Stessa volontà di affrancamento che manifesta oggi il gruppo dei Brics (Brasile, Russia, Cina, India, Sud Africa) che sta effettuando accordi anche per staccarsi dal dollaro utilizzando una moneta sostitutiva nel commercio internazionale e con il creare una banca dello sviluppo sostitutiva al FMI ed agli altri organismi finanziari. Le sanzioni verso la Russia risulteranno determinanti per accelerare questo processo. Vedi: I Brics contro il dominio del dollaro
Con questi paesi l’influenza degli USA risulta sempre più bassa, addirittura ininfluente nei loro confronti, tanto più questo è apparso evidente quando i rappresentanti di Washington hanno cercato di convincere ad associarsi alla politica delle sanzioni verso la Russia. Il gioco del dominio mondiale si è rotto e molti di questi rifiutano l’interessato abbraccio dell’alleato americano.

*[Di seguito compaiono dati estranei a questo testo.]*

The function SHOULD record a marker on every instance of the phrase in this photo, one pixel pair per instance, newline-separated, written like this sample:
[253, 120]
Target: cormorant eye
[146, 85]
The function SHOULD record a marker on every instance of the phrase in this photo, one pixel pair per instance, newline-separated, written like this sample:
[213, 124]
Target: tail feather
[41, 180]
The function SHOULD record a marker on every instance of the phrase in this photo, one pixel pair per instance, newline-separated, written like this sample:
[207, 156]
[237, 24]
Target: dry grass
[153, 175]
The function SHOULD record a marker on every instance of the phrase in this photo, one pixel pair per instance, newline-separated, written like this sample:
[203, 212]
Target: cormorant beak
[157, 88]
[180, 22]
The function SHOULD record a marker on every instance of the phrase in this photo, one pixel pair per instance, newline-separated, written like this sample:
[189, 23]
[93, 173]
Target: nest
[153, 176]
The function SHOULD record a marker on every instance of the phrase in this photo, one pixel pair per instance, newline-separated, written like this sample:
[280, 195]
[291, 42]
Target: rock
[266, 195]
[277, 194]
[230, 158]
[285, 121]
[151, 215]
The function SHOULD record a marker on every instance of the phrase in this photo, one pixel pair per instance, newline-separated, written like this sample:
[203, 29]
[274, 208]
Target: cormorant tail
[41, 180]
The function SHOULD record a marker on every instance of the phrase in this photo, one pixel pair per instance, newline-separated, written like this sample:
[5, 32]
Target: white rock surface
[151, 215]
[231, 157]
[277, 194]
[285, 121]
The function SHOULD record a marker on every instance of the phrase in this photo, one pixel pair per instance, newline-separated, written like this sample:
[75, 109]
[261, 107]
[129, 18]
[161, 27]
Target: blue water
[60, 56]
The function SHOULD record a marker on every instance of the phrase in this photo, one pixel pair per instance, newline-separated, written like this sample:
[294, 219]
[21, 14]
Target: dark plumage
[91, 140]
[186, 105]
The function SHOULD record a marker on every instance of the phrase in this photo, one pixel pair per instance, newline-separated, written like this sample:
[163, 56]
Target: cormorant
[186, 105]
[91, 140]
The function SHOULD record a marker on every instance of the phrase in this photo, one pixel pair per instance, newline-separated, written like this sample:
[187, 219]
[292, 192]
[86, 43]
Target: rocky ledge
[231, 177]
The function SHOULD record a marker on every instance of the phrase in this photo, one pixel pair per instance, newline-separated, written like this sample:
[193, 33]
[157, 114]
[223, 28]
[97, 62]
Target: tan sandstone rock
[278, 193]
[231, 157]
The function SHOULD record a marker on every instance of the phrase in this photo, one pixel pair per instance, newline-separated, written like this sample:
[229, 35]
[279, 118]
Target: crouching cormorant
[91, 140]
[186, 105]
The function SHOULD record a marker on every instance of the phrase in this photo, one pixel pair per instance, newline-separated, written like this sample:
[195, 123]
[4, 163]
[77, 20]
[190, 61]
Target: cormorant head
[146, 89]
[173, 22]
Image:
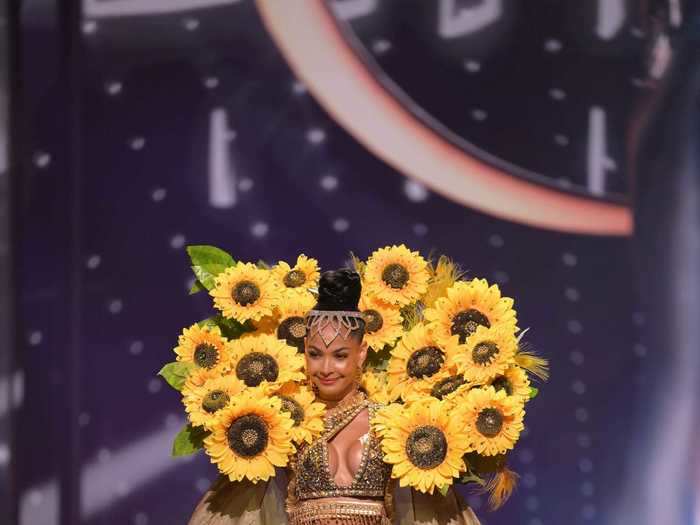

Gli Stati Uniti sono in un processo di declino politico, economico e morale, per cui hanno cessato di essere un modello per gli altri paesi, tanto meno vengono considerati il paese della “libertà e della democrazia” e gli ultimi fatti di Fergusson, in Missouri, lo attestano. Negli USA vige un sistema repressivo che è più conforme ad uno stato totalitario che ad una democrazia. Un paese dove esiste piuttosto il dominio della elite, delle grandi corporations, di un sistema di forti disuguaglianze studiato per favorire la classe dei super ricchi e per assicurare gli interessi delle potenti lobby, con l’ emarginazione di larghe fasce della popolazione nera ed ispanica.
Un sistema quello USA che viene favorito anche dalla concentrazione dei media nelle mani dei grandi gruppi economici, legati alla politica governativa, in modo tale che questi costituiscono una macchina della propaganda e della manipolazione che riesce ad influenzare l’opinione pubblica ed a creare il consenso di massa, approfittando anche di un basso livello medio di cultura e quindi di uno scarso livello critico della popolazione.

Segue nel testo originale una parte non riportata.